Buffalo Chicken Wings
By JimMac
Ingredients
- 1 1/2 pounds chicken wings (12-15)
- 2 Tbsp. butter
- Salt and pepper to taste
- 1 cup chicken stock
- 1/4 cup packed brown sugar
- 1/4 tsp. ground black pepper
- 3 Tbsp. lemon juice
- 2 Tbsp. soy sauce
- 1 tsp. garlic powder
- 1 Tbsp. cornstarch
Details
Preparation
Step 1
1. Cut off and discard chicken wing tips (or reserve for stock). Divide each wing in half by cutting through joint with a sharp knife. Sprinkle wings with salt and pepper, then brown them in the butter in your pressure cooker (with the lid off).
2. Mix remaining ingredients, except cornstarch, and pour over chicken. Lock the lid of the pressure cooker in place and bring to pressure over high heat. When high pressure is achieved, lower the heat to maintain it and cook for 6 minutes.
3. Remove the cooker from heat and use either the quick or cold water release method to drop the pressure and open the lid. Remove chicken with a slotted spoon and set aside. Return cooker to the burner and simmer without a lid to reduce the sauce by half. Mix cornstarch in 1/3 cup of cold water and add to sauce, stirring as it thickens. Return chicken to sauce, stirring to coat. Serve hot with remaining sauce on the side.
Makes 25 to 30 appetizers.
Source: Miss Vickie’s Pressure Cooker Recipes Web site.

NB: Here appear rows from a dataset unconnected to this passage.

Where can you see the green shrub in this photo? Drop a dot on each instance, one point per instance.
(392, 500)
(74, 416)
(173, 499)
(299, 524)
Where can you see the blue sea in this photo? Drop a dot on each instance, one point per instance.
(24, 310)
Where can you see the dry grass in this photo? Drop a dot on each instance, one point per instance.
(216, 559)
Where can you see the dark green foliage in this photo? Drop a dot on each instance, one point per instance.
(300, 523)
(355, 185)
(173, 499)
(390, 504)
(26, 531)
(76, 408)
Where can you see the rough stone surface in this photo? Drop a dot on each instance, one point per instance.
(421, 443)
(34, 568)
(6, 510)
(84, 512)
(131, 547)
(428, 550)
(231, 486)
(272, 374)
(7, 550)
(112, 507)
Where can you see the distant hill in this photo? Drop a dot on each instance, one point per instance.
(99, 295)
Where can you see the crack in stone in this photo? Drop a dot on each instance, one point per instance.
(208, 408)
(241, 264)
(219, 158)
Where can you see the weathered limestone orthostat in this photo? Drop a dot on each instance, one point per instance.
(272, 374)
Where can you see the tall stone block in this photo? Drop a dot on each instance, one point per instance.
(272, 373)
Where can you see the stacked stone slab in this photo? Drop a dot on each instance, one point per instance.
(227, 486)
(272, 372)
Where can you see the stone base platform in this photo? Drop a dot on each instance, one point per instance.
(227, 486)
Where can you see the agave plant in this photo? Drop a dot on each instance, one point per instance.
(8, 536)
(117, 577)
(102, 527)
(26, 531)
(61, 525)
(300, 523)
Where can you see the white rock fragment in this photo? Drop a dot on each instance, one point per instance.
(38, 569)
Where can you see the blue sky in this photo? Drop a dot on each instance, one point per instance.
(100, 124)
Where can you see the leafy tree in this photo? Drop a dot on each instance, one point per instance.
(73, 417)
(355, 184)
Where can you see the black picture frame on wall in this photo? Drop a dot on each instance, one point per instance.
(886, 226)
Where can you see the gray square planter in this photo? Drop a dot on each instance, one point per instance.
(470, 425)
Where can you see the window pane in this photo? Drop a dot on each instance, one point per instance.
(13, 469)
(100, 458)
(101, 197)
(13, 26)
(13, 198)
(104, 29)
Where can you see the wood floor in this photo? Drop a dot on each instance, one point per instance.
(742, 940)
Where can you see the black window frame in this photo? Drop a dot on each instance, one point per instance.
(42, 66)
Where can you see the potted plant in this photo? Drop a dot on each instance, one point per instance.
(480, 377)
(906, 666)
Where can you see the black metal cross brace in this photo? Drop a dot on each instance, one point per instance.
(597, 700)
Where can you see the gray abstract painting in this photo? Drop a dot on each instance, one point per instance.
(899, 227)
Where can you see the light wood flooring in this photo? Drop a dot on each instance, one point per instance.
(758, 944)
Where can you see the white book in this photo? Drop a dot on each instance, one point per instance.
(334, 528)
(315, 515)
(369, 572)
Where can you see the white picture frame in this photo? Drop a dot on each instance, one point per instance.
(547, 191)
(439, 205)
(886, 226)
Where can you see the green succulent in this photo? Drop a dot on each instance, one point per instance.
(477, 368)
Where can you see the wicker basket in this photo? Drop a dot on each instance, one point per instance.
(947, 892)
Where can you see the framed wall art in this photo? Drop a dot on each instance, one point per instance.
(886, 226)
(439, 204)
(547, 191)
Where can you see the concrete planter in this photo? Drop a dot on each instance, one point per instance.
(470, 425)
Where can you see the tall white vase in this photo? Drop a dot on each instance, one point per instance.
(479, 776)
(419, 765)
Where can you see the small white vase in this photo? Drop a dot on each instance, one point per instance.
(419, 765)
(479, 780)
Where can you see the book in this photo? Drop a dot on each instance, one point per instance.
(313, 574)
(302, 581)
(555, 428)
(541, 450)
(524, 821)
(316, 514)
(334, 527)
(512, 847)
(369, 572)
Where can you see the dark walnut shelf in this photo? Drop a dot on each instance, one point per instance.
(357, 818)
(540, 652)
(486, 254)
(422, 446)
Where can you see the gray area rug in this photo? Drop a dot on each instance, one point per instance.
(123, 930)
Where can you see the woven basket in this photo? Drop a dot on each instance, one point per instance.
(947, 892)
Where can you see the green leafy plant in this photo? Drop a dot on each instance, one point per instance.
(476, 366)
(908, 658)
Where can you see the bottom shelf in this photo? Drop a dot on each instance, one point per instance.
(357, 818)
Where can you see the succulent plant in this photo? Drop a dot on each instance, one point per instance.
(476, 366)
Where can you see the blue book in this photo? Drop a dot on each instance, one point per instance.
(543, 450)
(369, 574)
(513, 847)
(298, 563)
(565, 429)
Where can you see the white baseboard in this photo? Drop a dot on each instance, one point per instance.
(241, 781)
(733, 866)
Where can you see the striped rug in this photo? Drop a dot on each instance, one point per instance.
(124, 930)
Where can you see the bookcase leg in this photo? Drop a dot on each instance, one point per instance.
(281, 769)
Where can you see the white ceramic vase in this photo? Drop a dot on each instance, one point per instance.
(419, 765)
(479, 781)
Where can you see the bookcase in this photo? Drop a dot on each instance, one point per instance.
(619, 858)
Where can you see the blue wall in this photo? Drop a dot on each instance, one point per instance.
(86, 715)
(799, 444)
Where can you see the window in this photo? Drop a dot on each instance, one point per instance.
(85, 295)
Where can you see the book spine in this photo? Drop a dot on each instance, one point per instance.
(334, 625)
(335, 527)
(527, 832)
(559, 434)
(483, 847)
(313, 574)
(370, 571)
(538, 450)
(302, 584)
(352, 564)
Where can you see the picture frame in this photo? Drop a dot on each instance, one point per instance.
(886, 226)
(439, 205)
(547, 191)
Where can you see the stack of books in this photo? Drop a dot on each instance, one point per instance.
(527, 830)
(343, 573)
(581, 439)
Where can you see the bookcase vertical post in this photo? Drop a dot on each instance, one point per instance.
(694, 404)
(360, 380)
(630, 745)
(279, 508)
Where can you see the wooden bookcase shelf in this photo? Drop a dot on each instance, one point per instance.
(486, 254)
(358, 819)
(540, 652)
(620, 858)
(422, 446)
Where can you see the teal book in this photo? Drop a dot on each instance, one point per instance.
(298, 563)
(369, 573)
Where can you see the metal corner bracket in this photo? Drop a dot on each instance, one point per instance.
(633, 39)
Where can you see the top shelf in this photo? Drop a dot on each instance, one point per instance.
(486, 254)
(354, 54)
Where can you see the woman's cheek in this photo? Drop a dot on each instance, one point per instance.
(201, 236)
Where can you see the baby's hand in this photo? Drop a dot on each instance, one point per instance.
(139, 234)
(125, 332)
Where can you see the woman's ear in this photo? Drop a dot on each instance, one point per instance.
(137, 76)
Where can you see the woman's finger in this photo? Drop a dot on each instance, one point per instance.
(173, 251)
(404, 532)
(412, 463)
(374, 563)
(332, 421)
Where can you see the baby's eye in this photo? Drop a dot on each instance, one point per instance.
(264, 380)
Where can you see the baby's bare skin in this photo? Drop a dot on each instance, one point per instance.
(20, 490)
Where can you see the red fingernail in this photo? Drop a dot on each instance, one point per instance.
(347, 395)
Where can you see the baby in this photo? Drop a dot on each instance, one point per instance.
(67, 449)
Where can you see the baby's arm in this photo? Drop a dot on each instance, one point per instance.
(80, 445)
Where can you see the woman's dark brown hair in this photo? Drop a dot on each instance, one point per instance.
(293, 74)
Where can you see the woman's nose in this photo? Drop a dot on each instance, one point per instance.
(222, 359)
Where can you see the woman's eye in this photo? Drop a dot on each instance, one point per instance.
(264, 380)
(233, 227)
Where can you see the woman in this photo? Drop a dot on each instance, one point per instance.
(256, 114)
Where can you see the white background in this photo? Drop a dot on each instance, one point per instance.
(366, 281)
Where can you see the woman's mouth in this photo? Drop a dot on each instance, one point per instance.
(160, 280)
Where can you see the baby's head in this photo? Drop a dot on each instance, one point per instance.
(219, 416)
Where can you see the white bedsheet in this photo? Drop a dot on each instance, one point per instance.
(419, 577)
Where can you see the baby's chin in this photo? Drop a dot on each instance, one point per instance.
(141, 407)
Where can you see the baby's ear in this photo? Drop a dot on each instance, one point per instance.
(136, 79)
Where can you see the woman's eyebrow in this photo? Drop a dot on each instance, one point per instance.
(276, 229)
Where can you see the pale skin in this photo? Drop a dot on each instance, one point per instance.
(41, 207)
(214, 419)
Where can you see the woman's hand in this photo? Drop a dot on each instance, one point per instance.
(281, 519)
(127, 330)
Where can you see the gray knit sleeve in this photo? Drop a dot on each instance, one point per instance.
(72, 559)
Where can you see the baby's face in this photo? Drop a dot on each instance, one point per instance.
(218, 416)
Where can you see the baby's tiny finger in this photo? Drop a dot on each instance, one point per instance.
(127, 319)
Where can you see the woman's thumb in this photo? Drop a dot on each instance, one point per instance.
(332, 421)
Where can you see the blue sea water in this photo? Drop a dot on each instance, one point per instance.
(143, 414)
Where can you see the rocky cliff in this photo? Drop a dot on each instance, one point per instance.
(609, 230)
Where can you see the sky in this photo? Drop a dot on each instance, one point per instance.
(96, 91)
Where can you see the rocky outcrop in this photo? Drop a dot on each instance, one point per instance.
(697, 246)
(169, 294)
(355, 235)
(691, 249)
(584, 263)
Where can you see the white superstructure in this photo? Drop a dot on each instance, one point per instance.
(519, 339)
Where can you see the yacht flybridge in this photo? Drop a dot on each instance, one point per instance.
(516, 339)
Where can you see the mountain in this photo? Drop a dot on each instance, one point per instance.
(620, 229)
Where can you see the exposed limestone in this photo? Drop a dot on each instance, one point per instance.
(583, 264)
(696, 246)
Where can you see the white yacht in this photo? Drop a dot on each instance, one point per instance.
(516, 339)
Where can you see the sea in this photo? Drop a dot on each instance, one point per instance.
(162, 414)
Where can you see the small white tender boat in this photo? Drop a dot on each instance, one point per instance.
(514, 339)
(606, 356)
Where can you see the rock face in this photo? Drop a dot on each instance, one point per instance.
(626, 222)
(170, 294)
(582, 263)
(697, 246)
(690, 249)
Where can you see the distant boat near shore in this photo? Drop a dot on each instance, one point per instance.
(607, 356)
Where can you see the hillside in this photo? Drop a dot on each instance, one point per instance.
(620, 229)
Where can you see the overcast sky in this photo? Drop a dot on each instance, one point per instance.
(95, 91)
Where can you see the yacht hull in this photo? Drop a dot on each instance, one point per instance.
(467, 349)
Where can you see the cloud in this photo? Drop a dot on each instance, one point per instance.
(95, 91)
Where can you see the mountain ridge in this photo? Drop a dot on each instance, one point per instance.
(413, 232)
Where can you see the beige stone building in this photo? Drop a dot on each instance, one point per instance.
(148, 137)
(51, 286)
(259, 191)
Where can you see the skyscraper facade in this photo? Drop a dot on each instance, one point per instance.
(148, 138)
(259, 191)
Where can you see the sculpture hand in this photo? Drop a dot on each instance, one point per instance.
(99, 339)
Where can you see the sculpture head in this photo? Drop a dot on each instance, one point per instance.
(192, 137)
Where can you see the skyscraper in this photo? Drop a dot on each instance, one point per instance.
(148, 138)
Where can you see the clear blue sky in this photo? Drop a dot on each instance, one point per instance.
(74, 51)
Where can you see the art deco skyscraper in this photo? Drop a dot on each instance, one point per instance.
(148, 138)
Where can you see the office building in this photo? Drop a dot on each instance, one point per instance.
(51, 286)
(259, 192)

Note: We added a little hot sauce to this recipe to make the Asian sauce a little spicy.
We also made a second batch of wings using one cup of chicken broth and about a half-cup of our favorite wing sauce. When the wings are done, you can either thicken the sauce in the pot or coat the wings in more of your favorite wing sauce.